Patients with ROS1-positive and NTRK-positive non–small cell lung cancer had frequent and durable responses, which appeared to deepen over time in some cases, with the multikinase inhibitor entrectinib.
Filippo De Braud, MD
Patients with ROS1-positive and NTRK-positive non—small cell lung cancer (NSCLC) had frequent and durable responses, which appeared to deepen over time in some cases, with the multikinase inhibitor entrectinib (Rozlytrek), an integrated analysis of three clinical trials suggested.1
The analysis showed objective response rates of 79.2% for patients with ROS1-positive NSCLC and 70% for those with NTRK-positive NSCLC. During an additional 5 months of follow-up since prior analyses, 2 more patients with ROS1-positive disease achieved complete responses.
Median duration of response exceeded 2 years in the ROS1-positive group, Filippo De Braud, MD, of the Istituto Nazionale dei Tumori in Milan, reported at 2019 ESMO Congress.
“In line with the primary data, in patients with ROS1-positive and NTRK-positive non—small cell lung cancer after an additional 5 months of follow-up, entrectinib was well tolerated and showed clinically meaningful and durable system and intracranial responses,” De Braud and colleagues concluded in a poster presentation.
Invited discussant Ross Soo, MB BS, PhD, of National University Hospital in Singapore, reviewed data for multiple next-generation ROS1 inhibitors, including entrectinib. The data showed high response rates, ranging from 62% to 82%, and evidence that the responses are durable, though duration of response has yet to be reported for some of the agents.
The drugs varied in their intracranial activity, though most of the studies involved few patients. The integrated analysis of entrectinib studies comprised the largest patient cohort (n = 53) of any of the agents reviewed and the largest group of patients with brain metastases (n = 20).
A key challenge that lies ahead for all of the agents is elucidation of mechanisms of acquired resistance, said Soo. In the case of entrectinib, the challenge encompasses ROS1-positive and NTRK-positive NSCLC.
NSCLC associated with ROS1 and NTRK gene fusions account for 1% to 2% and <1%, respectively, of all cases of the disease. Entrectinib inhibits ROS1, TRKA/B/C, and ALK and has both systemic and central nervous system (CNS) activity.

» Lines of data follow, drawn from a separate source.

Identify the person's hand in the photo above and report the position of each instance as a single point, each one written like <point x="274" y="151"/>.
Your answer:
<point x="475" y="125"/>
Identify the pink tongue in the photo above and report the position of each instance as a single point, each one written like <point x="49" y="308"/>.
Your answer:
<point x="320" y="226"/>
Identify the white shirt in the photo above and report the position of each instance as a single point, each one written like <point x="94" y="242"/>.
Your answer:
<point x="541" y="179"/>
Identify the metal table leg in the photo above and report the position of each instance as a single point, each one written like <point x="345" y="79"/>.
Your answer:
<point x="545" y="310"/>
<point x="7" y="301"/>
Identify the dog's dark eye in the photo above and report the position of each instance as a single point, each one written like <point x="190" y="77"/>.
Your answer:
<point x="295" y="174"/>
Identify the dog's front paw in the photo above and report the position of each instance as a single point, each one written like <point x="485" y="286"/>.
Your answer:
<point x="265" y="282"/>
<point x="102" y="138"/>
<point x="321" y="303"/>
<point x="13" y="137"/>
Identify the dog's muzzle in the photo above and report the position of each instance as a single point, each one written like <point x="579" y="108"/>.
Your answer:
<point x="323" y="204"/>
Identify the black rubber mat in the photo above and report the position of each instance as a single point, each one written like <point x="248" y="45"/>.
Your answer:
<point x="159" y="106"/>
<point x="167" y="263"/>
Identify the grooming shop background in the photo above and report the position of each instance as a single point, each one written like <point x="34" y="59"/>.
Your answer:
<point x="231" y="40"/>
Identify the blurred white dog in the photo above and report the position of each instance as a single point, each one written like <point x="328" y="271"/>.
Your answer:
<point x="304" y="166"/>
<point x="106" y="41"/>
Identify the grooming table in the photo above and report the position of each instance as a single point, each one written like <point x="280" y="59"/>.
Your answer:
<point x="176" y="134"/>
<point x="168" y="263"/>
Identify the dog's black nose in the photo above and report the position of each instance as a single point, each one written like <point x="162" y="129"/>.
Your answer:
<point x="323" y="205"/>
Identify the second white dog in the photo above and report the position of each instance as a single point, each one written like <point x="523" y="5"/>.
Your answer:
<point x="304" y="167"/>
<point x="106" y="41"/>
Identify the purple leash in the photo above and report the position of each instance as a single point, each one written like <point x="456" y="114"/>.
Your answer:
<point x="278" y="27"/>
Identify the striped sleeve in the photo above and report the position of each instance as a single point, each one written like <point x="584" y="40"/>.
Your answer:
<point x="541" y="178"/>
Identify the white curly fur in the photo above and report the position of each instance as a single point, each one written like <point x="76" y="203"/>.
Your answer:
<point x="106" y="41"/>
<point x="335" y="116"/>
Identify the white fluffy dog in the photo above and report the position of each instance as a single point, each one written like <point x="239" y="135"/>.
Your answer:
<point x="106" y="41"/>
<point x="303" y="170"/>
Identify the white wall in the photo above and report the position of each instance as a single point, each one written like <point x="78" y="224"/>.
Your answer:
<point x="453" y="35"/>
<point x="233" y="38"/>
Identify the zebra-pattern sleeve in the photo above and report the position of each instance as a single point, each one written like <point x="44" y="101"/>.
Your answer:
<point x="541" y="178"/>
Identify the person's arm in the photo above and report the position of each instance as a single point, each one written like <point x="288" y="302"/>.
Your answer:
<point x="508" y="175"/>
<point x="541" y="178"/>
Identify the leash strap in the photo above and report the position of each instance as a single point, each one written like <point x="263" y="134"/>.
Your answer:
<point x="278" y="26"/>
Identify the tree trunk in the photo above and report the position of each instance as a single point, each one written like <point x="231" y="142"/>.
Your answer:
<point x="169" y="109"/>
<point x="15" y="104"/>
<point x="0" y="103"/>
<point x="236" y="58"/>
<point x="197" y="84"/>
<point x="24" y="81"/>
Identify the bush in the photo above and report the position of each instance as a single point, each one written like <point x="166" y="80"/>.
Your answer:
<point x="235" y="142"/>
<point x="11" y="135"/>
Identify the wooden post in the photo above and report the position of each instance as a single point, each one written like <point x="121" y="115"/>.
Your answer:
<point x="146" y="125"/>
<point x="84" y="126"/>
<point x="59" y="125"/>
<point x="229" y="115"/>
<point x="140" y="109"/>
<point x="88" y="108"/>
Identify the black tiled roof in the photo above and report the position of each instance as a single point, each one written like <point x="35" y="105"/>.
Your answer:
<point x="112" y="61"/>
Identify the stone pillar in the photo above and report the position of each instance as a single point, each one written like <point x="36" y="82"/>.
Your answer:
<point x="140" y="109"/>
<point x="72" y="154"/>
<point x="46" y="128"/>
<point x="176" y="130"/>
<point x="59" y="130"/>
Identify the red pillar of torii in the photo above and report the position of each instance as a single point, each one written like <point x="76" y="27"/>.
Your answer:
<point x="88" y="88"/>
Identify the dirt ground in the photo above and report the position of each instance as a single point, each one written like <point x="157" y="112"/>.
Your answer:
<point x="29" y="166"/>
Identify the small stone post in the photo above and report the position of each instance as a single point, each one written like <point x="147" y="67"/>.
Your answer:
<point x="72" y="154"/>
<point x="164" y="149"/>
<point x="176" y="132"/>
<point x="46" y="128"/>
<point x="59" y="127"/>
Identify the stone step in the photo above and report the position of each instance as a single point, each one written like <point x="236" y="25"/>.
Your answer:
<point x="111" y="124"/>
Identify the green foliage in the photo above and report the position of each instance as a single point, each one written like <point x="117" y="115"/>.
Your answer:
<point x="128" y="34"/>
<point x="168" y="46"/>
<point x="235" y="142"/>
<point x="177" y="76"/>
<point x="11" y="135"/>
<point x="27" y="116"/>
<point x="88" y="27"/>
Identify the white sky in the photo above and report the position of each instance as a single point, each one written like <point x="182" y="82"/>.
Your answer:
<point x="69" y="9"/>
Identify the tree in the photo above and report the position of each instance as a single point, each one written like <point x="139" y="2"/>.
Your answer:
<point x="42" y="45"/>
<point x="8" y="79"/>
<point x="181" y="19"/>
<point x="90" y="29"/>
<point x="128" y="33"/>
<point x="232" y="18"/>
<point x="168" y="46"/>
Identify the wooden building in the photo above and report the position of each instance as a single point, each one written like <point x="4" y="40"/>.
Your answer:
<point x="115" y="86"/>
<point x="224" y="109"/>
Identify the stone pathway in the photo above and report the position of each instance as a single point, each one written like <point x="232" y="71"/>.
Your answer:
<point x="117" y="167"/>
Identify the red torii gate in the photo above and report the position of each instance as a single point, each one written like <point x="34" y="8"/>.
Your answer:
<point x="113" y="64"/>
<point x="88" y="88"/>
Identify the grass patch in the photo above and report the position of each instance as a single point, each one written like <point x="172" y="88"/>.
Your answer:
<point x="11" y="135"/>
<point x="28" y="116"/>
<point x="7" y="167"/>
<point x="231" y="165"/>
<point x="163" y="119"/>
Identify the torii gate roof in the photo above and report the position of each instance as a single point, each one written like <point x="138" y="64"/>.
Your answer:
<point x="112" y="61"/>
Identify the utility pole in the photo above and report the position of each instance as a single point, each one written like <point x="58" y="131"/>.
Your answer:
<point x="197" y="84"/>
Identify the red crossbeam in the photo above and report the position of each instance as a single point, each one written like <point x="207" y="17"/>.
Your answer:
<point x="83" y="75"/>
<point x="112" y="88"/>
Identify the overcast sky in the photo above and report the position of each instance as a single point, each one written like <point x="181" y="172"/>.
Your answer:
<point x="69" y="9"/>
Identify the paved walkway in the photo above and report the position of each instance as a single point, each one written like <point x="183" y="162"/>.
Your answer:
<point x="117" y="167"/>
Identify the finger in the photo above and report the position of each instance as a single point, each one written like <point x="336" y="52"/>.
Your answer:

Three phase I/II trials assessed the safety and efficacy of entrectinib in a total of 53 patients with previously untreated ROS1+ and NTRK+ NSCLC. In an initial integrated analysis of data from the three trials, entrectinib had promising activity (objective response rate of 77% by blinded independent central review) in ROS1+ disease, including patients with CNS involvement at baseline.2
The same integrated analysis showed a median duration of response of 24.6 months; median PFS of 13.6 and 26.3 months, respectively, in patients with CNS disease and those without; and an objective response rate of 55% in 20 patients with CNS disease and a median response duration of 13 months.
Another integrated analysis of the three trials showed that entrectinib has systemic and intracranial activity in patients with NTRK+ NSCLC.3
De Braud and colleagues reported findings of the three trials after an additional 5 months of follow-up. The analysis included 53 patients with advanced/metastatic ROS1-positive NSCLC (20 with baseline CNS involvement) and 10 patients with locally advanced/metastatic NTRK-positive NSCLC. All of the patients had previously untreated disease. A safety analysis included 355 patients who had received at least one dose of entrectinib, including 134 with ROS1-positive NSCLC and 68 patients with NTRK-positive solid tumors.
The primary endpoints were objective response rate and duration of response by independent review in patients with and within CNS disease at baseline. With an additional 5 months of follow-up, the objective response rate in the ROS1-positive patients continued to increase, from 77% to 79.2%. The response rate remained stable at 70% in the 10 patients with NTRK-positive NSCLC.
In the prior analyses, 3 patients with ROS1+ NSCLC attained complete response. The new analysis showed 2 additional complete responses, for a rate of 9.4%. One patient with NTRK-positive NSCLC had a complete response.
The median duration of response for the ROS1-positive subgroup remained at 24.6 months, and the median PFS was 19.0 months. Overall survival could not be estimated, said De Braud.
An analysis of outcomes by CNS status showed that patients with ROS1-positive disease and CNS involvement at baseline had a response rate of 73.9% versus 83.3% for patients without CNS disease. Median duration of response was not estimable for the patients with CNS disease, and median PFS was 13.6 months for patients with CNS disease and 21.1 months for those without.
Intracranial response to entrectinib remained at 55% (11 of 20). The median response duration was 12.9 months, and median PFS was 7.7 months.
The safety analysis showed no new safety signals and that entrectinib was generally well tolerated, as most adverse events were grade 1/2 severity.